40. Internet and Intranet. • Internet vs. intranet Intranet • A self-contained private network. • It may consist of many interlinked local area networks and also use leased lines in a wide area network. • Uses TCP/IP, hypertext transfer protocol (HTTP) and other Internet protocols. • Companies can send messages through the public network, using encryption/decryption and other security safeguards to connect one part of the intranet to another. • http://intranet.int.ttc.ca/Pages/default.aspx

41. Internet and Intranet. • Network/communication protocols A protocol is simply an agreed on set of rules and procedures for transmitting data between two or more devices. Hundreds of different protocols have been developed, each designed for specific purposes and environments. The protocol defines: • How the sending device indicates it has finished sending the message. • How the receiving device indicates it has received the message. • How data is transmitted from source to destination. • The type of error checking to be used.

42. Internet and Intranet. • Network protocols • Network protocols are layered such that each one relies on the protocols that underlie it. Sometimes referred to as the protocol stack. • Both TCP and IP operate somewhere in the middle of a network protocol stack.

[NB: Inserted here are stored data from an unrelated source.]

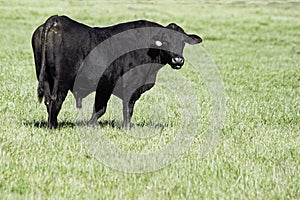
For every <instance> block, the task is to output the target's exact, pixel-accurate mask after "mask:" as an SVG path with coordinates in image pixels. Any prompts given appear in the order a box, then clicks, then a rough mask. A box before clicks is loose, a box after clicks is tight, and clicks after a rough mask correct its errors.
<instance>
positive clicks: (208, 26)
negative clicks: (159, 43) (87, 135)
mask: <svg viewBox="0 0 300 200" xmlns="http://www.w3.org/2000/svg"><path fill="white" fill-rule="evenodd" d="M299 10H300V2H288V1H238V2H234V1H187V2H184V1H169V0H167V1H161V2H159V1H122V2H121V1H120V2H118V1H99V2H96V1H47V2H46V1H29V0H24V1H15V0H12V1H0V30H1V31H0V47H1V49H0V86H1V87H0V88H1V90H0V123H1V125H0V198H1V199H24V198H25V199H45V198H47V199H299V198H300V184H299V183H300V20H299V19H300V13H299ZM54 14H59V15H63V14H64V15H68V16H70V17H71V18H73V19H75V20H77V21H80V22H82V23H85V24H88V25H90V26H108V25H112V24H117V23H120V22H125V21H130V20H135V19H148V20H151V21H156V22H158V23H161V24H163V25H167V24H169V23H170V22H175V23H177V24H179V25H180V26H182V27H183V28H184V29H185V31H186V32H188V33H197V34H199V35H200V36H202V38H203V43H202V44H200V45H201V46H202V47H203V48H204V49H205V50H206V52H207V53H208V54H209V55H210V57H211V58H212V60H213V61H214V63H215V65H216V66H217V68H218V71H219V75H220V77H221V79H222V81H223V86H224V90H225V93H226V116H225V118H224V123H223V126H222V129H221V130H220V132H219V135H218V137H217V138H216V139H215V144H214V145H213V146H212V148H211V149H210V151H208V152H206V153H203V146H204V145H205V143H206V139H207V138H209V125H210V124H211V123H212V122H211V121H210V118H209V113H210V112H211V105H210V101H209V100H210V98H209V96H210V94H209V92H208V91H207V87H206V85H205V78H204V77H202V76H201V74H197V73H195V72H194V71H193V70H192V68H191V67H190V66H189V64H187V65H185V66H184V67H183V68H182V69H181V70H178V71H174V70H172V69H171V67H169V66H165V67H164V69H162V71H160V72H159V77H158V81H159V80H161V84H158V86H157V87H156V86H155V87H154V88H153V89H152V90H151V91H149V92H148V93H145V95H144V96H143V97H142V98H141V99H140V100H139V101H138V102H137V104H136V110H135V112H134V117H133V122H134V123H136V124H139V127H140V129H141V130H143V131H145V130H147V132H151V131H154V132H155V131H157V127H156V126H153V124H154V125H155V124H158V123H159V124H160V123H161V124H163V125H165V126H166V127H165V128H164V131H162V132H158V134H156V135H154V136H153V137H152V138H151V139H149V140H144V139H143V140H139V141H136V140H135V138H134V137H133V138H131V137H128V136H127V135H126V134H127V133H126V131H125V132H124V131H123V130H122V129H120V128H119V127H118V124H119V122H121V120H122V113H121V112H122V107H121V102H120V101H119V100H118V99H117V98H112V99H111V100H110V103H109V107H108V110H107V113H106V114H105V115H104V116H103V117H102V118H101V119H100V120H99V122H100V124H101V125H100V126H99V127H96V128H87V127H85V126H82V125H81V126H76V123H75V121H76V117H77V116H76V115H78V112H80V111H78V110H77V109H76V107H75V100H74V98H73V96H72V95H71V94H70V93H69V95H68V97H67V99H66V101H65V103H64V105H63V108H62V110H61V113H60V114H59V118H58V121H59V128H58V129H56V130H48V129H47V128H46V122H47V119H46V117H47V112H46V108H45V106H44V104H43V103H42V104H39V103H38V101H37V92H36V88H37V80H36V75H35V66H34V61H33V53H32V48H31V36H32V33H33V31H34V30H35V28H36V27H37V26H39V25H40V24H42V23H43V22H44V21H45V20H46V19H47V18H48V17H49V16H50V15H54ZM179 75H180V76H181V77H186V80H187V81H188V82H189V83H190V87H189V91H190V88H192V92H193V94H194V95H195V101H194V102H196V103H197V105H198V106H199V108H201V109H200V110H199V116H198V118H197V119H196V122H197V123H198V124H199V127H198V129H197V130H196V131H195V135H196V136H197V138H196V139H195V140H194V141H193V143H192V145H191V146H190V148H189V149H188V151H186V152H184V153H183V154H182V155H181V156H180V157H179V158H178V159H177V160H176V161H175V162H173V163H172V164H170V165H168V166H166V167H164V168H161V169H159V170H156V171H153V172H145V173H126V172H122V171H119V170H116V169H112V168H111V167H108V166H106V165H105V164H103V163H102V162H99V161H98V160H97V159H96V158H95V157H94V156H93V155H92V154H91V153H90V152H89V150H88V147H87V146H86V145H85V143H84V138H85V137H86V134H88V133H87V132H88V131H87V130H91V129H92V130H93V129H99V130H101V131H103V132H104V133H105V137H106V138H107V139H108V140H110V141H112V142H114V143H115V144H118V145H119V146H120V148H121V149H123V150H124V151H131V152H136V153H149V152H156V151H157V150H159V149H161V148H162V147H163V146H164V145H165V144H168V143H169V142H170V141H171V140H172V138H173V137H174V136H175V135H176V134H175V133H174V132H172V130H173V129H175V130H178V129H179V128H180V126H182V125H184V123H185V122H184V121H180V119H182V118H181V117H180V113H178V109H179V108H180V106H182V105H178V104H177V103H176V101H174V99H176V98H175V97H174V90H175V89H176V87H174V88H172V89H173V92H172V90H170V89H169V88H168V87H166V85H165V84H164V83H166V82H168V81H169V80H171V79H172V78H173V79H176V78H177V77H179ZM178 85H179V86H182V85H180V84H178ZM183 86H184V85H183ZM179 89H180V90H181V91H182V92H181V93H179V94H178V95H180V94H184V92H185V91H184V87H182V88H181V87H179ZM187 90H188V89H187ZM90 109H91V108H90ZM160 111H161V112H162V113H161V112H160ZM90 112H91V111H90ZM89 114H90V113H88V117H89V116H90V115H89ZM151 124H152V125H151ZM143 128H144V129H143ZM138 129H139V128H138ZM147 132H145V135H146V134H147Z"/></svg>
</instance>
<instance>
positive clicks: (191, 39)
mask: <svg viewBox="0 0 300 200" xmlns="http://www.w3.org/2000/svg"><path fill="white" fill-rule="evenodd" d="M187 36H188V37H187V38H186V39H185V42H186V43H188V44H198V43H201V42H202V38H201V37H199V36H198V35H195V34H188V35H187Z"/></svg>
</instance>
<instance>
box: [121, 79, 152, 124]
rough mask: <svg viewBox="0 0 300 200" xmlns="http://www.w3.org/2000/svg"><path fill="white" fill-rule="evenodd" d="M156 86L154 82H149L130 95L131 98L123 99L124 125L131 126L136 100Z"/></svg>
mask: <svg viewBox="0 0 300 200" xmlns="http://www.w3.org/2000/svg"><path fill="white" fill-rule="evenodd" d="M153 86H154V83H149V84H146V85H143V86H141V87H139V88H138V89H137V90H136V91H135V92H134V93H133V94H132V95H131V97H130V100H129V101H128V100H126V99H123V120H124V122H123V126H124V127H131V125H132V124H131V118H132V115H133V109H134V104H135V102H136V101H137V100H138V99H139V98H140V97H141V95H142V94H143V93H144V92H145V91H147V90H149V89H151V88H152V87H153Z"/></svg>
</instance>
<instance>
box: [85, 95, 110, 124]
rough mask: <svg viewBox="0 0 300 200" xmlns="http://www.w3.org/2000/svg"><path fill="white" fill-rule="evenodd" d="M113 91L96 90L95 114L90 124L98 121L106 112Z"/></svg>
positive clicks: (93, 113) (94, 105)
mask: <svg viewBox="0 0 300 200" xmlns="http://www.w3.org/2000/svg"><path fill="white" fill-rule="evenodd" d="M111 93H112V91H110V92H109V91H96V97H95V103H94V111H93V115H92V117H91V119H90V121H89V122H88V124H89V125H94V124H96V123H97V121H98V119H99V118H100V117H101V116H102V115H103V114H104V113H105V111H106V107H107V102H108V100H109V98H110V96H111Z"/></svg>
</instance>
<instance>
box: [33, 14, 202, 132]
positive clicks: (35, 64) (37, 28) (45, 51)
mask: <svg viewBox="0 0 300 200" xmlns="http://www.w3.org/2000/svg"><path fill="white" fill-rule="evenodd" d="M144 29H145V30H146V31H145V30H144ZM148 29H149V30H153V29H155V30H154V31H148ZM126 31H133V32H129V33H127V32H126ZM148 32H150V33H148ZM122 33H125V37H124V34H123V36H122V35H121V37H119V38H118V37H116V39H112V40H111V38H113V37H114V36H118V35H120V34H122ZM174 33H178V34H174ZM183 36H184V37H183ZM120 38H121V39H120ZM122 38H123V39H122ZM131 40H132V41H131ZM201 41H202V39H201V38H200V37H199V36H197V35H194V34H186V33H185V32H184V30H183V29H182V28H181V27H179V26H178V25H176V24H174V23H171V24H169V25H168V26H166V27H164V26H162V25H160V24H157V23H155V22H150V21H145V20H139V21H133V22H127V23H121V24H117V25H114V26H109V27H104V28H100V27H89V26H87V25H84V24H81V23H79V22H76V21H74V20H72V19H70V18H68V17H67V16H57V15H56V16H52V17H50V18H48V19H47V20H46V22H45V23H44V24H42V25H40V26H39V27H38V28H37V29H36V30H35V32H34V33H33V36H32V47H33V52H34V59H35V65H36V75H37V78H38V98H39V101H40V102H41V101H42V98H43V97H44V102H45V105H46V107H47V112H48V127H49V128H56V127H57V116H58V113H59V111H60V109H61V106H62V103H63V101H64V100H65V98H66V96H67V93H68V91H69V90H70V91H71V92H72V93H73V95H74V97H75V99H76V106H77V107H78V108H80V107H81V100H82V98H84V97H86V96H87V95H88V94H90V93H92V92H93V91H96V96H95V102H94V112H93V115H92V117H91V119H90V121H89V123H90V124H93V123H96V122H97V120H98V118H100V117H101V116H102V115H103V114H104V113H105V111H106V106H107V102H108V100H109V98H110V96H111V94H114V95H116V96H118V97H119V98H121V99H122V101H123V118H124V125H125V126H128V125H130V120H131V117H132V114H133V107H134V104H135V102H136V101H137V100H138V99H139V98H140V96H141V94H142V93H144V92H145V91H147V90H149V89H151V88H152V87H153V86H154V83H155V78H156V75H157V72H158V70H159V69H160V68H161V67H163V66H164V65H166V64H169V65H170V66H171V67H172V68H174V69H180V68H181V67H182V65H183V64H184V58H183V56H182V52H183V48H184V44H185V43H189V44H197V43H200V42H201ZM137 43H142V44H141V45H140V46H138V45H137V48H136V49H135V50H134V49H133V48H132V47H130V44H137ZM144 43H146V44H149V45H148V46H147V45H146V46H145V44H144ZM116 46H118V47H116ZM127 46H128V49H129V50H127ZM118 48H119V49H120V48H125V52H118ZM118 53H122V54H121V55H115V54H118ZM91 55H92V56H91ZM95 57H96V60H95ZM106 57H113V58H114V57H116V59H114V60H112V61H109V59H108V58H106ZM93 59H94V62H92V63H90V64H89V62H91V60H93ZM91 66H92V67H91ZM133 69H136V70H133ZM128 72H131V73H129V75H128ZM126 73H127V74H126ZM126 93H128V94H126Z"/></svg>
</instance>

43. Internet and Intranet. • The Open System Interconnection (OSI) model A logical representation of the path data must travel in order to go through the network. • Upper layers: Represent software that implements network services like encryption and connection management. • Lower layers: Implement hardware-oriented functions like routing, addressing, and flow control.

44. Internet and Intranet. • The OSI model • Data communication starts with the top layer of the stack at the sending side. • Travels down the stack to the sender’s lowest (bottom) layer. • Then traverses the physical network connection to the bottom layer on the receiving side, and up its OSI model stack.

45. Internet and Intranet. • The OSI model – Data flow

46. Computer Networks Network Hardware and software

47. Network Hardware and Software. • Network hardware and software Aside from clients and servers, computer networks may also contain the following components:

48. Network Hardware and Software. • Network interface card (NIC) • Provides the physical interface between computer and cabling. • In the computer, data moves along buses in parallel, as on a four-lane highway. But on a network cable, data travels in a single stream as on a one lane highway. • The NIC’s job is to translate the data from the computer into signals that can flow easily along the cable. It does this by converting digital signals into analog signals.

49. Network Hardware and Software. • Network interface card (NIC) Ethernet port Network port on the Toronto Rocket Coaxial port

50. Network Hardware and Software. • Hub Hubs are devices used to link several computers together. • A hub repeats any signal that comes in on one device and copies it to all other devices connected to the hub. There are two types of hubs: • Passive hubs (not powered): connect all devices together. • Active hubs (powered): use electronics to amplify and clean up the signal before it is broadcast to the other devices.